Los secretos del país nunca habían estado más a salvo. Este banco de datos inexpugnable albergaba planos de armas avanzadas, listas de protección de testigos, seudónimos de espías, análisis detallados y propuestas de operaciones clandestinas. La lista era interminable. Ya no volverían a asestar puñaladas por la espalda al espionaje estadounidense.
Los funcionarios de la NSA sabían que los datos almacenados sólo poseían valor si eran accesibles. La verdadera importancia del banco de datos no residía en ocultar los datos clasificados, sino en hacerlos accesibles tan sólo a la gente idónea. Toda la información almacenada estaba clasificada en función de niveles de seguridad, que dependían del grado de secretismo, y determinados funcionarios del gobierno tenían acceso a ella sobre una base compartimentada. El comandante de un submarino podía examinar las fotos de satélite más recientes de puertos rusos, pero no tenía acceso a los planes de una misión antidroga en Suramérica. Los analistas de la CIA podían acceder a historiales de asesinos conocidos, pero no a códigos de lanzamiento de misiles reservados al presidente.
Sys-Sec, por supuesto, carecía de permiso para acceder a la información del banco de datos, pero era responsable de su seguridad. Como todos los bancos de datos extensos, desde compañías aseguradoras a universidades, la NSA era atacada continuamente por hackers que intentaban echar un vistazo a los secretos que custodiaba. Pero los programadores de los cortafuegos informáticos de la NSA eran los mejores del mundo. Nadie había conseguido infiltrarse en el banco de datos de la agencia, y la NSA carecía de motivos para sospechar que alguien pudiera hacerlo.
En el laboratorio de Sys-Sec, Chartrukian se debatía entre si debía marcharse o no. Problemas en Transltr significaban problemas en el banco de datos. La despreocupación de Strathmore era asombrosa.

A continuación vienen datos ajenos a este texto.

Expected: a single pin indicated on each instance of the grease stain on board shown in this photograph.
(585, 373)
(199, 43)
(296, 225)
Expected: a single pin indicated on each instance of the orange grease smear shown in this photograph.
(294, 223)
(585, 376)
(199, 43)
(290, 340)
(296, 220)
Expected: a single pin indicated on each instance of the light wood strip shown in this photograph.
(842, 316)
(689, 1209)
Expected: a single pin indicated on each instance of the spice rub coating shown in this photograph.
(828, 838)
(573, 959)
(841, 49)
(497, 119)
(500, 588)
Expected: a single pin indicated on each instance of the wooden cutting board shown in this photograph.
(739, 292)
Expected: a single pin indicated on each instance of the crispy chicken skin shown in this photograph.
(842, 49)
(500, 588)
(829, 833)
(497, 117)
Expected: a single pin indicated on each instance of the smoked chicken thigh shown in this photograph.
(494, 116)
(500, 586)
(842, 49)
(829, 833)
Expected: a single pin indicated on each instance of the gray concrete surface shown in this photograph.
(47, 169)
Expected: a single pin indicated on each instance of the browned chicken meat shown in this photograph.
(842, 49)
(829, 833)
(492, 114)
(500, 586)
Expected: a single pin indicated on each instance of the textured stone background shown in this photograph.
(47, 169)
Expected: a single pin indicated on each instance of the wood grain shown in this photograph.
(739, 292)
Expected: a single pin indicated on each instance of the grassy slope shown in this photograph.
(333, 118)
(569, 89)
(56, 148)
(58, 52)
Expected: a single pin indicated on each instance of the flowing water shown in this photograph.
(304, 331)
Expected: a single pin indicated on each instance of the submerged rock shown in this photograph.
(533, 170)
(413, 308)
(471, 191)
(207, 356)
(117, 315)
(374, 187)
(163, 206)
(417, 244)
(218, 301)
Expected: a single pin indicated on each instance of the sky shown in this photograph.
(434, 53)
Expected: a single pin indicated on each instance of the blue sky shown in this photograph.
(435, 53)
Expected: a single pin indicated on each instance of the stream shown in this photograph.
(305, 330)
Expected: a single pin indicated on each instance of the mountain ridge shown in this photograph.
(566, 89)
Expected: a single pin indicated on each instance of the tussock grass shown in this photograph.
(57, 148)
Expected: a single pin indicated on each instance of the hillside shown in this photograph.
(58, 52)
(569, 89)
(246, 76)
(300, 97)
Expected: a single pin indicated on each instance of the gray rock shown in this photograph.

Todo el mundo sabía que Transltr y el banco de datos principal de la NSA estaban inextricablemente vinculados. Cada nuevo código, una vez descifrado, era enviado desde Criptografía, por una red de cuatrocientos metros de cable de fibra óptica, al banco de datos de la NSA, donde se guardaba a buen recaudo. La sacrosanta instalación de almacenamiento tenía puntos de entrada limitados, y Transltr era uno de ellos. Manopla era el guardián invencible del umbral. Y Strathmore lo había burlado.
Chartrukian oyó los latidos de su corazón. ¡Transltr se ha quedado atascado dieciocho horas! La idea de que un virus hubiera entrado en Transltr e hiciera de las suyas en el superordenador de la NSA, era excesiva para él.
—He de informar de esto —soltó en voz alta.
En una situación como ésta, Chartrukian sabía que sólo se podía llamar a una persona: el jefe de Sys-Sec, el irascible gran gurú de la informática, de ciento setenta kilos de peso, que había construido Manopla. Su mote era Jabba. Era un semidiós en la NSA: rondaba por los pasillos, apagaba incendios virtuales y maldecía la debilidad mental de los ineptos y los ignorantes. Chartrukian sabía que, en cuanto Jabba se enterara de que Strathmore se había saltado los filtros de Manopla, se armaría la gorda. Qué pena, pensó. He de cumplir con mi deber. Cogió el teléfono y llamó al móvil de Jabba, conectado las veinticuatro horas del día.